My friends and family all had the same reaction to my writing a book on fly-fishing. “Whew! Fly-fishing is such an art. It's so difficult and expensive. How can you write about it—you have to do it.” Well, they may be right, but drawing on every wordsmithing tool I know, I hope to make the complicated simpler—not simple, simpler—so you can wade into the watery world and catch fish.
What you'll find between these covers is for the uninitiated, not the grizzled thirty-year veterans of fly-fishing who tied their first fly knots at age ten. After you read my introduction, you'll realize I have no mystical methods for deceiving wily trout. Instead, I'm seeking to demystify this long-acclaimed sport. My feeling is that anyone can dip their toes into fly-fishing waters and experience the pleasure surrounding this great pastime.
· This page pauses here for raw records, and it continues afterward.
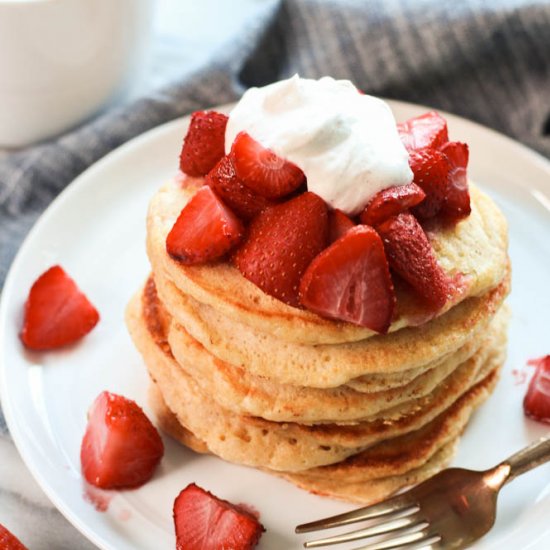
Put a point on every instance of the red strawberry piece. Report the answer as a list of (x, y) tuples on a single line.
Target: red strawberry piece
[(262, 170), (431, 173), (57, 313), (205, 230), (411, 256), (390, 202), (241, 199), (536, 403), (206, 522), (350, 281), (8, 541), (457, 201), (204, 144), (338, 225), (121, 448), (427, 130), (282, 240)]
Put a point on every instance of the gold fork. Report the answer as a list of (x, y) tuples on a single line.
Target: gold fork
[(450, 510)]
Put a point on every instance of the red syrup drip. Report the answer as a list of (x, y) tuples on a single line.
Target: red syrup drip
[(98, 498), (249, 509)]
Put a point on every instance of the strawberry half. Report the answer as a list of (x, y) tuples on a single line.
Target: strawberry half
[(241, 199), (206, 522), (390, 202), (205, 230), (121, 448), (204, 144), (262, 170), (282, 240), (338, 225), (350, 281), (8, 541), (536, 403), (427, 130), (457, 200), (411, 256), (431, 173), (57, 313)]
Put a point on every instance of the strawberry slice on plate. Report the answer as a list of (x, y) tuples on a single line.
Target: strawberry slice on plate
[(205, 230), (390, 202), (427, 130), (411, 256), (262, 170), (204, 144), (121, 448), (338, 225), (240, 198), (351, 281), (57, 313), (457, 200), (282, 240), (205, 522), (536, 403), (431, 173), (8, 541)]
If you want to enjoy this sport, rediscover peace in nature, or experience good fortune on some of America's most breathtaking rivers and streams, this book is for you.
Maybe you were like me not long ago: interested but not experienced and not sure where to turn. Fly-fishing is an endless learning experience that can be daunting. Yet there is a beautiful simplicity to it that lies just beyond a few practiced basics like casting and matching reel, rod, line, hook, and fly sizes. What you'll find here is everything you need to learn about this style of fishing.
I have a hunch that most of you have fished with traditional spin casting equipment and are now peeping over the wall at fly-fishing. Many fly fishers come to the sport from bait and spinning reels. The perception that fly-fishing is an elite, exclusive pursuit is held by few actual fly fishers. Most welcome new anglers. Yet Fly-Fishing is still considered to be a daunting and expensive sport. It doesn't have to be.
The novice who wanders into the local fly shop may seem like a bull in a china shop. But everyone new to the sport starts out this way. I trace back my own entrance into the fly-fishing world to the love of fishing in general, instilled in me as a youth growing up in the East Texas piney woods. Large bass, plucky sunfish, and spiny bluegill roamed the cow ponds nestled in forests crisscrossed by a network of oil well roads. My brother and I spent hours during the long summer days tossing nightcrawlers and grasshoppers with cane poles. Turtles usually chewed off our stringered catches, but what remained we soaked in salt water and fried. The delight of eating fresh-caught fish has not waned to this day.
After settling into Los Angeles in my early twenties, I chose the High Sierras as an annual destination. The five hours on Highway 395 was like time spent with an old friend. Netting glistening rainbows at 7,000 feet was pure magic. I had a brief run fly-fishing for salmon on Oregon's North Umqua in the mid-′80s, but did not yet take to the sport. And there was a reason for that.
I attribute the magic of fishing for trout on June Lake to an old master who described a better way than the old Texas hit-and-miss approach. He said to anchor my boat 30 to 40 feet from the reeds, cast 20 feet from the shore in about 8 feet of water with a 2-foot, 2-pound leader and #18 treble hook jammed with floating cheese or salmon eggs. Pretty mechanical. I thoroughly enjoyed it, though, because bait casting in East Texas meant pretty much changing from night crawlers to purple worms to grasshoppers to lures, then back again. Trout fishing seemed like a formula for catching all fish, and it was. The old-timer's recipe worked most of the time, as I came home year after year with my limit. Today that view has changed. Though fly-fishing is more of a challenge, its rewards exceed those of bait fishing, and the concept of catching my limit has been reversed to limiting my catch.
What happened during my first fly-fishing experience was that my lack of casting ability quickly eroded my patience and enjoyment. As my fly-fishing friend so aptly insists, “Casting is the main thing at first.” If the novice can't learn even the basic cast, he or she will quickly tire of fly-fishing and end up watching others from a convenient rock. That happened to me.
So let me encourage you right now to spend the time and money on a lesson or two. You may know someone who fly-fishes, but are they a good teacher? A good fly fisherman does not necessarily make a good teacher. You start to pick up their bad habits, and spend years down the road trying to work out their kinks. Even the world's top golfing pros take lessons.
Fly shops offer guides and instructors. My first instructor was a Federation of Fly Fishing certified instructor who had me casting for nearly three hours in a duck pond until I learned to cast properly. Of course, I had to practice, practice, practice those good techniques. And you will, too.